SLIDER-1264 killing another processes by slider-agent, when commandScript timed out
diff --git a/slider-agent/src/main/python/agent/process_utils.py b/slider-agent/src/main/python/agent/process_utils.py
new file mode 100644
index 0000000..50ffd02
--- /dev/null
+++ b/slider-agent/src/main/python/agent/process_utils.py
@@ -0,0 +1,100 @@
+# !/usr/bin/env python
+
+'''
+Licensed to the Apache Software Foundation (ASF) under one
+or more contributor license agreements. See the NOTICE file
+distributed with this work for additional information
+regarding copyright ownership. The ASF licenses this file
+to you under the Apache License, Version 2.0 (the
+"License"); you may not use this file except in compliance
+with the License. You may obtain a copy of the License at
+
+ http://www.apache.org/licenses/LICENSE-2.0
+
+Unless required by applicable law or agreed to in writing, software
+distributed under the License is distributed on an "AS IS" BASIS,
+WITHOUT WARRANTIES OR CONDITIONS OF ANY KIND, either express or implied.
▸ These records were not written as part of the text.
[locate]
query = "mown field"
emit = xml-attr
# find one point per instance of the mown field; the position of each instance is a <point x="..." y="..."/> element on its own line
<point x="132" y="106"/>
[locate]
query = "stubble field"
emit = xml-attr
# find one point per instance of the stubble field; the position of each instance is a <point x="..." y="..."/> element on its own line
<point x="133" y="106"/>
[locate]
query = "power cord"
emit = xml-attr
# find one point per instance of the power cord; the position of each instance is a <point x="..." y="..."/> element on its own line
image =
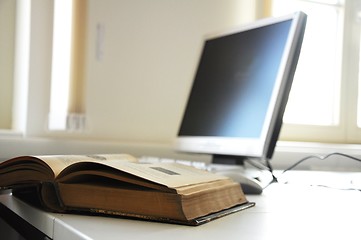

+See the License for the specific language governing permissions and
+limitations under the License.
+'''
+
+import subprocess
+import time
+
+check_time_delay = 0.1 # seconds between checks of process killed
+
+
+def get_children(pid):
+ PSCMD = ["ps", "-o", "pid", "--no-headers", "--ppid", str(pid)]
+ ps_process = subprocess.Popen(PSCMD, stdout=subprocess.PIPE, stderr=subprocess.PIPE)
+ stdout, stderr = ps_process.communicate()
+ if ps_process.returncode != 0:
+ return []
+ return stdout.split()
+
+
+def get_flat_process_tree(pid):
+ """
+ :param pid: process id of parent process
+ :return: list of child process pids. Resulting list also includes parent pid
+ """
+ res = [str(pid)]
+ children = get_children(pid)
+ for child in children:
+ res += get_flat_process_tree(child)
+ return res
+
+
+def kill_pids(pids, signal):
+ from resource_management.core.exceptions import Fail
+ CMD = ["kill", "-" + str(signal)]
+ CMD.extend(pids)
+ process = subprocess.Popen(CMD, stdout=subprocess.PIPE, stderr=subprocess.PIPE)
+ stdout, stderr = process.communicate()
+ if process.returncode != 0:
+ raise Fail("Unable to kill PIDs {0} : {1}".format(str(pids),stderr))
+
+
+def get_command_by_pid(pid):
+ CMD = ["ps", "-p", str(pid), "-o", "command", "--no-headers"]
+ process = subprocess.Popen(CMD, stdout=subprocess.PIPE, stderr=subprocess.PIPE)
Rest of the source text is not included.